I also enjoyed writing this story about how the creator of the board game Operation needs an operation himself. As a result of my story, this man – who had been ignored by history – got a chance to see how much the world loved his creation:
Really enjoy doing the weird gift guides because it allows me to be funny in a way I can’t in a traditional news story:
As for stories I wish I had written? Just check out HuffPost Weird News. We have a staff of writers whose talents I envy. Each day, one of my fellow writers has a story that I wish I had written:
6. What’s the best pitch you ever got?
It’s hard to think of perfect pitches. I can’t think of one offhand. A perfect pitch is funny without trying too hard, has a unique angle that can be easily explained in a few sentences and has compelling visuals without a lot of muckity much (watermarks really suck).
A good pitch has no quotes that begin “we are so excited.”
7. What are some tips for people who want to pitch you a story?
Be familiar with my work. Be aware that weird news is, by its nature, outrageous. Therefore, you have to craft a pitch with that in mind (and not just paste a boilerplate pitch). Be aware that the first three letters of my alphabet are WTF, not ABC. I’m more inclined to listen to a pitch if you’re upfront that your client is a delusional idiot rather than making it sound like they are Gandhi reincarnated. If you tell me your client is a great interview it makes me think that they won’t say anything interesting. A better bet is to tell me your client has no filter and tends to speak without thinking.
Good photos are crucial for any story and should be upfront in any pitch. HARO does strip out photos but if you have good ones, let me know. But don’t send a huge zip file or dropbox link with hundreds of photos I have to sift through.
If you have photos, make sure you title them something that explains what they are when I do a search. Sometimes I have to go back to a photo and scroll through a bunch titled “IMG.”
Create unique angles to stories. I’ve done this for 20 years so I’ve heard it all and always like something new.
Attempt to engage me about non-work topics. Friendships are a good thing regardless of the business.
8. When do you prefer to be pitched? How much lead-time, or what days/times are most appropriate?
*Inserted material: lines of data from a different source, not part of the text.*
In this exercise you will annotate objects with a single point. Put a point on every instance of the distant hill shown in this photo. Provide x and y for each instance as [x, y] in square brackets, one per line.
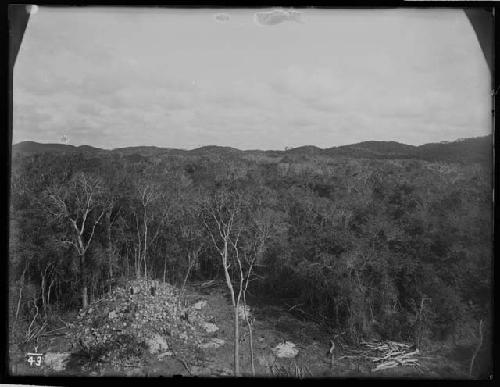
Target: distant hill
[30, 147]
[470, 150]
[477, 149]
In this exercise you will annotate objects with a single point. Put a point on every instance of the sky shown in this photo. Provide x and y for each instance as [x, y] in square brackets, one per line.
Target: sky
[249, 79]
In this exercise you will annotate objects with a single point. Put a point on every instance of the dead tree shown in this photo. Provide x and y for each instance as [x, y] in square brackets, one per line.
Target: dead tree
[480, 344]
[81, 205]
[221, 216]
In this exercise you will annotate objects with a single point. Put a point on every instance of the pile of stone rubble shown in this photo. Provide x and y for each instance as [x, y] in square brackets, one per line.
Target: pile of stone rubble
[144, 317]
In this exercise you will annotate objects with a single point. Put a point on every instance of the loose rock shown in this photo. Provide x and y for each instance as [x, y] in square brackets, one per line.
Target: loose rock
[285, 350]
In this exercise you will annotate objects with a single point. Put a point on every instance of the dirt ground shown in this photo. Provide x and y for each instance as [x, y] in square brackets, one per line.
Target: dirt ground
[273, 325]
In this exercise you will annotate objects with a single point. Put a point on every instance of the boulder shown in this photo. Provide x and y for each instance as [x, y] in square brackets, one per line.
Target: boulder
[200, 304]
[156, 344]
[213, 343]
[56, 360]
[285, 350]
[209, 327]
[242, 309]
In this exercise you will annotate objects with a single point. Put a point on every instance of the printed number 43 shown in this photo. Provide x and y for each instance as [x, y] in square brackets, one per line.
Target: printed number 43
[37, 362]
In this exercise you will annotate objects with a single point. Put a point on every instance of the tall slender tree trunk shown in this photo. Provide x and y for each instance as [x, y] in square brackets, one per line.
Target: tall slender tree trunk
[236, 342]
[83, 276]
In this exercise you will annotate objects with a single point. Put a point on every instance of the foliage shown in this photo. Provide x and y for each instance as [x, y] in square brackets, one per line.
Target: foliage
[358, 243]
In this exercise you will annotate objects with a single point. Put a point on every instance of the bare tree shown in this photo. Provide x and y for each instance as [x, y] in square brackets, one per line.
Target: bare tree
[221, 216]
[81, 205]
[149, 219]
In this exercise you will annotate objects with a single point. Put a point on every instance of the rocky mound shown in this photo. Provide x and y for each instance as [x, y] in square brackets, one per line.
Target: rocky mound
[143, 318]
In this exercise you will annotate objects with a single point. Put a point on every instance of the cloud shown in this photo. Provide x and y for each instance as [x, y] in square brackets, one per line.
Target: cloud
[277, 16]
[222, 17]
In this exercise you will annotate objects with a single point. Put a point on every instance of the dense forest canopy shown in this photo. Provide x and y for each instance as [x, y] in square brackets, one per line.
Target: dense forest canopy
[374, 239]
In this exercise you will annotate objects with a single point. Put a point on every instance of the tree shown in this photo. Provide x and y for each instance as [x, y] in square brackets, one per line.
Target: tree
[222, 217]
[80, 205]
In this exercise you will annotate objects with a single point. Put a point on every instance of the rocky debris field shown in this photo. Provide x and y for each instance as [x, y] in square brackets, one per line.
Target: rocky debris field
[144, 318]
[143, 329]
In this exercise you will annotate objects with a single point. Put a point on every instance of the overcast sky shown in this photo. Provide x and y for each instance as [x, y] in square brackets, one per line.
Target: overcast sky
[187, 78]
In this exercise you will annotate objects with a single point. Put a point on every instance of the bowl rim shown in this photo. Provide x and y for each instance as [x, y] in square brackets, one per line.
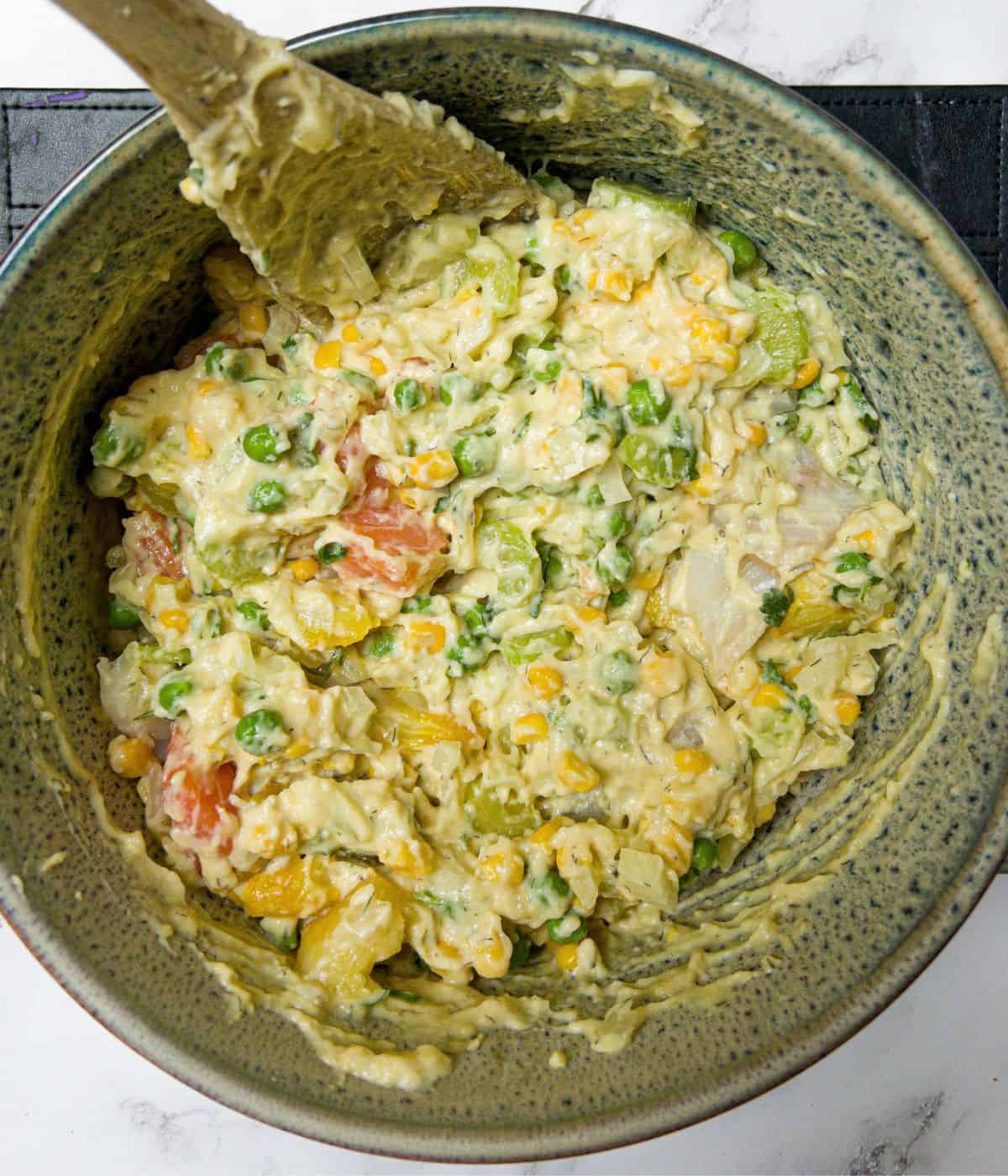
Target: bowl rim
[961, 272]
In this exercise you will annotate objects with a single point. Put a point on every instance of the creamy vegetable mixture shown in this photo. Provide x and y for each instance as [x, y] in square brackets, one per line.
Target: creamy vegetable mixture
[468, 631]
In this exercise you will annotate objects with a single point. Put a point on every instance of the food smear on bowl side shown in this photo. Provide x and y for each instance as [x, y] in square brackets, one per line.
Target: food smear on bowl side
[455, 640]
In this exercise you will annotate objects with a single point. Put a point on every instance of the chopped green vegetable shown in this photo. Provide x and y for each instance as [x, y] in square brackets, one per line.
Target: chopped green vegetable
[610, 194]
[529, 647]
[617, 673]
[653, 462]
[474, 455]
[381, 643]
[647, 402]
[409, 396]
[329, 553]
[253, 613]
[775, 606]
[852, 561]
[614, 564]
[121, 615]
[705, 854]
[570, 928]
[115, 446]
[743, 249]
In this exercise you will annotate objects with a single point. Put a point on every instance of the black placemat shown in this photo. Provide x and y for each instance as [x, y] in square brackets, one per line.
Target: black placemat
[948, 140]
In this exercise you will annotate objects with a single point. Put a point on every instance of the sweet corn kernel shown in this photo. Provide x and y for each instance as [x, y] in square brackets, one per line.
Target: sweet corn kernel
[769, 694]
[690, 761]
[566, 956]
[660, 615]
[663, 674]
[806, 373]
[847, 707]
[546, 681]
[545, 834]
[414, 858]
[576, 775]
[329, 354]
[491, 958]
[303, 570]
[673, 843]
[426, 635]
[501, 867]
[129, 756]
[433, 468]
[253, 319]
[199, 446]
[646, 580]
[528, 729]
[757, 433]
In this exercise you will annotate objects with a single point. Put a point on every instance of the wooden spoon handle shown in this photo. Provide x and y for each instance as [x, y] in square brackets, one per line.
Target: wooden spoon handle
[190, 53]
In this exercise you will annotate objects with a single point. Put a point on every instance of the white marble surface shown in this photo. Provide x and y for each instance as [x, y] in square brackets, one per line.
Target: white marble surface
[922, 1089]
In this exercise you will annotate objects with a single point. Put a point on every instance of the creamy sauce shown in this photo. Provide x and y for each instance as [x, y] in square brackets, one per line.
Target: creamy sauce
[454, 637]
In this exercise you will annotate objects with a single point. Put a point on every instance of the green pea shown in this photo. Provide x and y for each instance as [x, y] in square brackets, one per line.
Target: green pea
[409, 396]
[616, 564]
[474, 455]
[253, 613]
[617, 673]
[329, 553]
[265, 443]
[262, 732]
[617, 525]
[551, 372]
[171, 694]
[647, 402]
[743, 249]
[115, 446]
[852, 561]
[381, 643]
[551, 887]
[570, 928]
[121, 615]
[705, 854]
[267, 496]
[660, 465]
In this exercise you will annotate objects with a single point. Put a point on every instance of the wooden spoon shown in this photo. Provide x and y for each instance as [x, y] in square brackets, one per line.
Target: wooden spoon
[312, 176]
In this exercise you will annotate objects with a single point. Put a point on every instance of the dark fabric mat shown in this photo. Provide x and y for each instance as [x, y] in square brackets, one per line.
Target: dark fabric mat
[948, 140]
[952, 141]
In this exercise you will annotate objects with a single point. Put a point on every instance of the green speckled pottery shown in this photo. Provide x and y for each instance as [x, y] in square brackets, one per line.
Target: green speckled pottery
[105, 285]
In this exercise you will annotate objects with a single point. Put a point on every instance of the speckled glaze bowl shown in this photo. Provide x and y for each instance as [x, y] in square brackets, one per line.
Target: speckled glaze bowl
[105, 285]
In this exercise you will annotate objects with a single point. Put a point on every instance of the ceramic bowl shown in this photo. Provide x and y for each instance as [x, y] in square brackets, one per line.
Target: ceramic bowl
[105, 285]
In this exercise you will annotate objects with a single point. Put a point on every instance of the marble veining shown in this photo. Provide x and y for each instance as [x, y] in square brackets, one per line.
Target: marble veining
[919, 1090]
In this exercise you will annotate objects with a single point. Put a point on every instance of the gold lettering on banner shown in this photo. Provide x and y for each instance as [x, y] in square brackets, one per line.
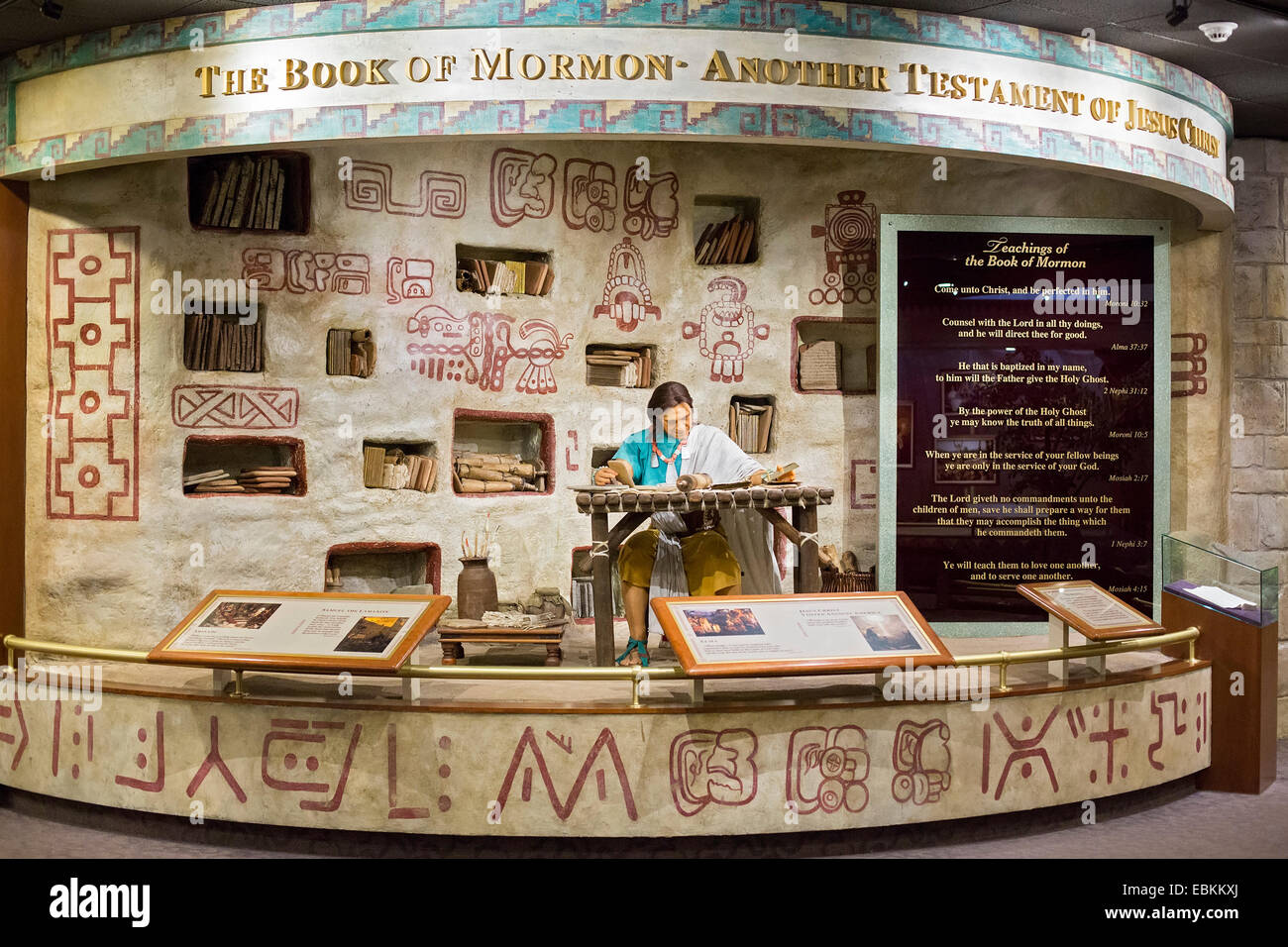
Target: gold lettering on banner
[918, 78]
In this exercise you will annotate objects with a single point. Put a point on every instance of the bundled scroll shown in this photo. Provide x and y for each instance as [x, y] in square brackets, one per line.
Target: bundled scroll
[351, 352]
[496, 474]
[245, 192]
[220, 343]
[619, 368]
[394, 470]
[257, 479]
[510, 277]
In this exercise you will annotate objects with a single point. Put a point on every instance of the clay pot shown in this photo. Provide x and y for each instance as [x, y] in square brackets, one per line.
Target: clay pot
[476, 589]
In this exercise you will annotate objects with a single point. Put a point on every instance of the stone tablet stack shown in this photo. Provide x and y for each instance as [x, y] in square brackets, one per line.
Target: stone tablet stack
[259, 479]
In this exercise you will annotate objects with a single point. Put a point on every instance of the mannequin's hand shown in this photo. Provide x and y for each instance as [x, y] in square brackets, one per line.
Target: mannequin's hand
[790, 476]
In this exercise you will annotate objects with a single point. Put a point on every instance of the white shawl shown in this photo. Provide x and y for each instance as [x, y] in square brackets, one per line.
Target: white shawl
[708, 450]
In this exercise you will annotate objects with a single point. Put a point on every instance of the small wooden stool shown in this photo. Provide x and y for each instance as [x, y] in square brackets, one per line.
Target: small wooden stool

I’m pretty open most days, but prefer email. If you’re trying to reach out via social media, that’s fine, use Facebook, not Twitter. If a story is good, I can turn it around quickly, but start pitching me for my gift guides six weeks in advance. I do gift guides for Halloween, Xmas, V-day, Moms Day, and Dads Day. If you make fun of the product behind the client’s back, it’s probably a good fit for me.
9. What’s something most people don’t know about you?
I have worked as a publicist and recognize how hard it is. In many ways, it’s harder than journalism. PR is the only professional career where your client knows more than you. A person wouldn’t tell a doctor, “I don’t care if it’s an ankle sprain, you’re removing my spleen! Got it?”